Menopause is a normal stage of life for a woman that corresponds to the stopping of ovarian activity. It signals the end of the hormonal production of progesterone, the end of ovulation, and, thus, fertility, as well as the stopping of periods. Menopause generally occurs between the ages of 45 and 55. Hormonal fluctuations that precede it bring on various physiological changes accompanied by various physical and psychological disorders. They can also cause osteoporosis and cardiovascular diseases. To minimize the negative effects of menopause, it is recommended to practice a healthy lifestyle, particularly by having a balanced diet and exercising regularly. Substitutive hormonal treatments that compensate for hormonal deficiency may also be prescribed. In addition to the natural process of aging, menopause may have genetic, autoimmune, or medical causes, like ovary ablation or chemotherapy.
Approaching menopause, 80% of women experience a certain number of physical and psychological issues, including hot flashes, night sweating, insomnia, mood swings, and irritability. Menopause also entails, at varying degrees, changes in the female body: stopping of periods; changes in skin, nails, hair, and mucous membranes; decrease in volume of mammary glands; greater susceptibility to urinary tract infections; sometimes incontinence. Before stopping, the menstrual cycle is irregular. Continuing to use a method of contraception during the first 12 months of amenorrhea is recommended.
To minimize or eradicate the functional issues related to menopause, some women may be prescribed substitutive hormonal treatment (SHT). This hormone therapy, designed to replace the hormones that the ovaries cease to produce during menopause, generally combines estrogens and progestin. Estrogens combats the disagreeable symptoms of menopause. Progestin (natural or artificial substance) produces effects similar to those of progesterone and compensates for the negative effects of estrogens on the endometrium (risk of cancer).
There are several types of SHT that differ in dosage or method of administration (pills, transdermal patches, gels, nasal solutions).
Taking an SHT may be contraindicated, particularly in the event of liver disease, unexplained vaginal bleeding, or thrombosis or breast cancer antecedents. As SHT does not prevent ovulation, it cannot be used as a contraceptive.
SHT allows many women to limit the negative effects of menopause, like hot flashes, mood swings, vaginal dryness, and night sweats. This treatment also decreases the risk of colon cancer and osteoporosis. However, numerous studies put the beneficial effects of SHT into question.
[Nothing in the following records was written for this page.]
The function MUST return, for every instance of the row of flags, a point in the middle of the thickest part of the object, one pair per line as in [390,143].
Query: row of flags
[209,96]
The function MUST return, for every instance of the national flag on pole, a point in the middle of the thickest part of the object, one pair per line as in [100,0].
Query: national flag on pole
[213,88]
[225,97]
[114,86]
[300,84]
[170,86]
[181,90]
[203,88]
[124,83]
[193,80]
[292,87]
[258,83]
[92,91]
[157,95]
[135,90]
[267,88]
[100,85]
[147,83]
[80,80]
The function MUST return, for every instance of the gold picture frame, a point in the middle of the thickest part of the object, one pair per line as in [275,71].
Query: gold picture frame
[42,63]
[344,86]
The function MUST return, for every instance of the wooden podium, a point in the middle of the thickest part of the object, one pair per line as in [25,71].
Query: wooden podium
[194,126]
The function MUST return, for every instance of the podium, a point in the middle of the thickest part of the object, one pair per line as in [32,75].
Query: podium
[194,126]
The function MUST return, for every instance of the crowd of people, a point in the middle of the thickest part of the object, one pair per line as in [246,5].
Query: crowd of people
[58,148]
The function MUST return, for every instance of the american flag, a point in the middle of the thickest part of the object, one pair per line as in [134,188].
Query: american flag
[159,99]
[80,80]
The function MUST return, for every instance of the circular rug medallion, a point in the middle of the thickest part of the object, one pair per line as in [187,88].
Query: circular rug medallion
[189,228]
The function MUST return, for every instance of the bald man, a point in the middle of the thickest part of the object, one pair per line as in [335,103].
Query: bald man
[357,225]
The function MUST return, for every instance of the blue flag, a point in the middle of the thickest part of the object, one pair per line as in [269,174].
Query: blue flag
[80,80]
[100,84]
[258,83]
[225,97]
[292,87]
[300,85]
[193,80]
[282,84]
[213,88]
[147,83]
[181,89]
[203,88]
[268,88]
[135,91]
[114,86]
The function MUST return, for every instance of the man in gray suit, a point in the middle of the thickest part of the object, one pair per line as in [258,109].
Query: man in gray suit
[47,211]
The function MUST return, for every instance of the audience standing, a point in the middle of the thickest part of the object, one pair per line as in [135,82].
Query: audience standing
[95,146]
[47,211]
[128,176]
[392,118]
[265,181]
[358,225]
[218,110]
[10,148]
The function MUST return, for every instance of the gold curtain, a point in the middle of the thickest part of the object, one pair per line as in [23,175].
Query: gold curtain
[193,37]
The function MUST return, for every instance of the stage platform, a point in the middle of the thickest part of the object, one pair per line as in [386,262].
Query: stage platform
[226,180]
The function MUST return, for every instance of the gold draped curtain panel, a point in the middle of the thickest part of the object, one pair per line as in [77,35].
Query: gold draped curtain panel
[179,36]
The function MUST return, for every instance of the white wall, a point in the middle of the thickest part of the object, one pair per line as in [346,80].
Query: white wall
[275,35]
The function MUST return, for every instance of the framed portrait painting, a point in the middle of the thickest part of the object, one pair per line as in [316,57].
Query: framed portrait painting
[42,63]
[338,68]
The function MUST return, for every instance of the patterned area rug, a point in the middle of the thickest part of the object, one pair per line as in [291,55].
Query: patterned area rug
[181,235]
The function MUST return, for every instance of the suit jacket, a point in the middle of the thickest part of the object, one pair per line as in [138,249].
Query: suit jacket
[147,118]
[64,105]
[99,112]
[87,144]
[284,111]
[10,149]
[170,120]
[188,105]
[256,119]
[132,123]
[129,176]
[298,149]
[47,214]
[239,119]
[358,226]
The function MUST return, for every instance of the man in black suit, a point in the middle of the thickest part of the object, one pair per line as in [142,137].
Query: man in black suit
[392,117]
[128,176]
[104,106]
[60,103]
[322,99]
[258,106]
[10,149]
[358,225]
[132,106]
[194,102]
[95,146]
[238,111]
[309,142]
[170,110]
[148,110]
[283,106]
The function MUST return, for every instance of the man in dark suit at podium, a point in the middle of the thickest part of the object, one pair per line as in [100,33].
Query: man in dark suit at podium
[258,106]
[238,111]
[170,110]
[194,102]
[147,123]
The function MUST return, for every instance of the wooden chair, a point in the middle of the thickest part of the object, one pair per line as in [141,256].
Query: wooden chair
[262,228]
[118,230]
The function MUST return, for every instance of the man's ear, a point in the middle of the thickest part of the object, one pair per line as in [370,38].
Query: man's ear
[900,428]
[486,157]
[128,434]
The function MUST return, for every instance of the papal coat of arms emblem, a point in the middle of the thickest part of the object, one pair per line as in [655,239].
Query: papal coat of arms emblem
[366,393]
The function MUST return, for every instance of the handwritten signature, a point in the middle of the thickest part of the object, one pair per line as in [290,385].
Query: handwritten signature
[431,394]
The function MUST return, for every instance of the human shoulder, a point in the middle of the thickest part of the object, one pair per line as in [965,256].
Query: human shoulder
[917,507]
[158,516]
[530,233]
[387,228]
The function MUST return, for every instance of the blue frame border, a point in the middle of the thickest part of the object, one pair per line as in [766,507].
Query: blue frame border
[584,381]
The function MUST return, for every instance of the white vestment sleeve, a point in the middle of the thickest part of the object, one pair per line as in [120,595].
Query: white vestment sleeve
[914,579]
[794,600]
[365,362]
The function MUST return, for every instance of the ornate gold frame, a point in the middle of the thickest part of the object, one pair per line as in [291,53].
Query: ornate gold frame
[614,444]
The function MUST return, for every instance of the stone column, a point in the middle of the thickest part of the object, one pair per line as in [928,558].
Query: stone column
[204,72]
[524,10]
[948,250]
They claim that some types of SHT, especially those that are taken over the long term, can increase the risk of cardiovascular disorders (vein thrombosis, myocardial infarction, cerebral vascular accidents). They can also increase the risks of developing breast or ovarian cancer. Studies on a larger scale must corroborate these results, but, in the interim, a doctor can determine case by case the necessity of following the treatment and the existing risk factors. An adapted dose and medium-term treatment, supplemented by regular medical monitoring (gynecological exam, mammogram, colonoscopy, etc.), may present lower risks.